Guess what hasn't happened at the Supreme Court in the past 20 years? The plum positions as clerks, career-making jobs, have not gone to more women and to more people of color. USA Today columnist Tony Mauro revisits a study they first completed two decades ago to find out that essentially no progress has been made.
The research showed that those prestigious one-year clerkships, a golden ticket to a top-tier legal career, were going overwhelmingly to white males. Fewer than 2% were African-Americans, 1% were Hispanic, and only a quarter were women.
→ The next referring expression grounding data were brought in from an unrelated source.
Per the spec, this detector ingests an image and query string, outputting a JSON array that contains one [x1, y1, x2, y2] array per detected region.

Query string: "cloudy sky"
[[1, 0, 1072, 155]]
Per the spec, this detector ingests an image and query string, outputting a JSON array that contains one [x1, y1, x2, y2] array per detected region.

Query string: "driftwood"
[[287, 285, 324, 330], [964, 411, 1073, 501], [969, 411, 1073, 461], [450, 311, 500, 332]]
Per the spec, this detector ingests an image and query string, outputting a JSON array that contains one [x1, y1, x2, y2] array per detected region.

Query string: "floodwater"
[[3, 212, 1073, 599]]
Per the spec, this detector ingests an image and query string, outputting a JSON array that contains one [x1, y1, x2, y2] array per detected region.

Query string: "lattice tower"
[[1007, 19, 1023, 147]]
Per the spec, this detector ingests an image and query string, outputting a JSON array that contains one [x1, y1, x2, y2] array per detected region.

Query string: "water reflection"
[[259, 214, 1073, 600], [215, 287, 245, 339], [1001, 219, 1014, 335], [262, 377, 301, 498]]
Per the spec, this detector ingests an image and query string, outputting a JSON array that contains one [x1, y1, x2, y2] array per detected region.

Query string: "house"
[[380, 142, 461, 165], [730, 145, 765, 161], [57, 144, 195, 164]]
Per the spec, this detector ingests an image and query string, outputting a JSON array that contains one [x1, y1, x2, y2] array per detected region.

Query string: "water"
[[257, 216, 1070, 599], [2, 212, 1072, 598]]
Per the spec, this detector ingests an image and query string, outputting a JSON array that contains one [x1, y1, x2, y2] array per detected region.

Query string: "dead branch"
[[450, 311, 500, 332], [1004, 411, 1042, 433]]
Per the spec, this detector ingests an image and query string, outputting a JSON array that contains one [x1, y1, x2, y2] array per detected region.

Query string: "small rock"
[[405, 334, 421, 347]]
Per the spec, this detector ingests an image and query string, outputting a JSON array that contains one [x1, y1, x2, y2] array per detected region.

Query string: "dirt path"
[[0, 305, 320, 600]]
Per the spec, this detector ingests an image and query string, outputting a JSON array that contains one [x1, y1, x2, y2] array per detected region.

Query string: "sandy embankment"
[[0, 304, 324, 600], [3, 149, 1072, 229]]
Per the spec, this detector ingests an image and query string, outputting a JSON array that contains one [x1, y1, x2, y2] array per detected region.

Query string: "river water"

The stories, which occupied more space in USA TODAY than any other topic in a single day’s edition until then, caused a stir. Civil rights leaders protested and got arrested on the steps of the Supreme Court, and justices were routinely asked by members of Congress why they have not hired more minorities.
Of course that outrage resulted in basically nothing. Mauro, now Supreme Court correspondent for The National Law Journal and the Supreme Court Brief newsletter followed up with a new survey.
We found that since 2005, 85% of all Supreme Court law clerks have been white. The percentage of African-Americans and Hispanics has increased at a glacial pace. Women comprise a third of the clerks instead of a fourth, even though more than half of law students now are female.
And the lack of diversity runs across the spectrum of justices. Though half of liberal Justice Ruth Bader Ginsburg’s clerks have been women, she has hired only one black law clerk since joining the court in 1993. Only 8% of Chief Justice Roberts' clerks have been racial or ethnic minorities. Also note: Harvard and Yale law schools have increased their dominance, providing half of the court's law clerks since 2005, compared to 40 percent in 1998.
This matters first of all because these are very powerful jobs. As Maura points out, they "help shape the court's docket and draft its decisions." The people who occupy the rarified environs of the court are critical to exposing the particularly cloistered justices to real life. Mauro highlights the fact that while they regularly rule on cases involving Native Americans, no justice has ever had a Native American clerk. That perspective has been missing.
Supreme Court clerks also rise to powerful political and judicial positions. They are the next generations of judges and members of Congress. They are and will be making policy decisions and ruling on cases that often have the most consequences for women and on communities of color. And often not in a good way.